A Letter from the General Minister to Pittsburgh Presbytery
Staying in Balance: Word & World
May 7, 2015
Karl Barth, the great Swiss Reformed theologian, reported to a Time magazine interviewer in 1963 that he had long taught seminarians that faithful pastors always read their Bible and their newspaper together, being sure always to interpret the newspaper through the lens of the Bible. The ideal of keeping “the newspaper in one hand and the Bible in the other” resonates deeply with Presbyterians. We want neither to be so heavenly minded that we are no earthly good, nor so enmeshed in the world that we forget that Jesus died to redeem it rather than simply to endorse it.
I have heard some devoted Christians accuse other Christians of letting the world entirely set their agenda. Meanwhile I’ve heard others speak dismissively of Christians who they deem to be out of step with and therefore irrelevant to the surrounding world. After having traveled much in churches across wide theological, political, and social spectrums, I have come to believe that both critiques largely miss what’s really going on with folk whose perspectives differ from their own. Most Presbyterians do seek diligently to be engaged with both the Word of Scripture and the world around them.
John Calvin was under no illusion about how deeply our sin necessitates that we have a Savior. Some of his heirs believed they captured his thought well by saying that human beings are bound in “total depravity” – that the world is entirely crooked, broken, and lost. But we need to be cautious here, as Calvin made clear that the image of God is not destroyed by our sin, but defaced and distorted. Even when our sin is at its most grievous, we still bear the divine image, no matter how clouded it may be.

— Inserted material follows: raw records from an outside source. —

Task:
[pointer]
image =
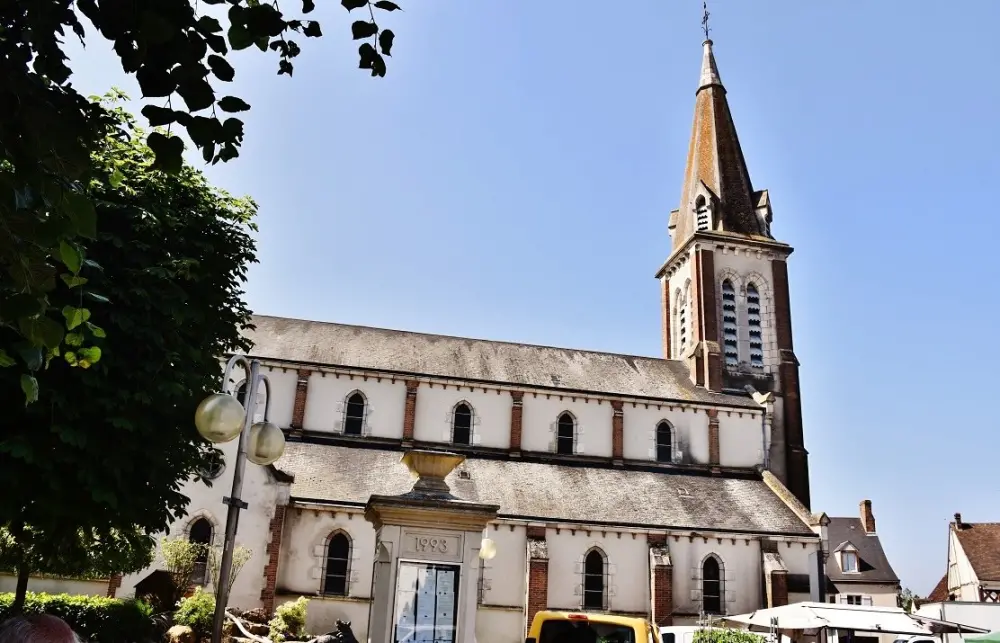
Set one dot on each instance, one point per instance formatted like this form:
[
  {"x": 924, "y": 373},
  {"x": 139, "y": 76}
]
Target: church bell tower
[{"x": 725, "y": 299}]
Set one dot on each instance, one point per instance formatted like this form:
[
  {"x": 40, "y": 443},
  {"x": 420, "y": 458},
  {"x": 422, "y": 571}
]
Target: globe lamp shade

In referring to the created world as the “theater of God’s glory,” (e.g. Institutes of the Christian Religion I.14.20), Calvin did not exclude human beings. The whole of creation still declares the glory of God through its wondrous order and beauty. God’s world is not essentially evil, but essentially good, even when its goodness is twisted, compromised, or obscured by our sin. Its beauty and goodness are still abundantly apparent wherever we cast our eye – in science and nature, in art and culture, and so much more.
The purpose of the divine Word – that is, of God engaging and inhabiting the world – is not to nullify, but to bless and redeem the world. “God did not send the Son into the world to condemn the world, but that the world might be saved through him.” (John 3:17)
God’s self is revealed just as surely in the created world as in the redemptive word spoken to us through the prophets, and embodied and imparted to us in Jesus of Nazareth. This conviction amongst Calvin and his colleagues is evident in their establishing what many consider to be the first modern European university in Geneva, as well as the most rigorous theological training program anywhere for pastors, elders, and church members.
Any theology, any worship, any outreach program that casts the world primarily as an enemy to be opposed is misguided. Conversely, any attempt to accomplish the church’s work that is not thoroughly anchored in the Word of God witnessed in Scripture and consummately revealed in Jesus is insufficient.
Alas, even though the best of our heritage leads us otherwise, Presbyterians have sometimes fallen to one side or the other of this delicate balance of Word and world. We have even arrayed against each other in theological, social, or political tug-of-war, when in truth both perspectives are critical for aligning with the God’s purpose in creating and redeeming the world.
We who preach and teach in the church need intentionally and continually to demonstrate how the word of Scripture always helps us see more clearly and engage more fully the world around us. For Presbyterians, the world’s issues and questions are inevitably our own issues and questions, which we engage by reading our world through the lens of God’s Word.
When the world of our experience changes, we are called neither to reject such changes out of hand nor to abandon our foundation in God’s Word. Rather, such changes in our world call us to engage God’s Word anew, just as the early Christian community heard their Scriptures in new ways after having encountered a new world of God’s saving work through life, death, and resurrection of Jesus. Scripture remained constant for them, but they came to understand it differently with regard to the place of Gentiles, observance of the Sabbath, ceremonial and dietary laws, and so much more.
As we listen for the voice of the Spirit in the Word, our Reformed tradition insists that we do so in the context of acknowledging that this same Spirit is also at work in the world around us. How are we doing with staying diligently attentive both to the Word of God in Scripture and to the world around us?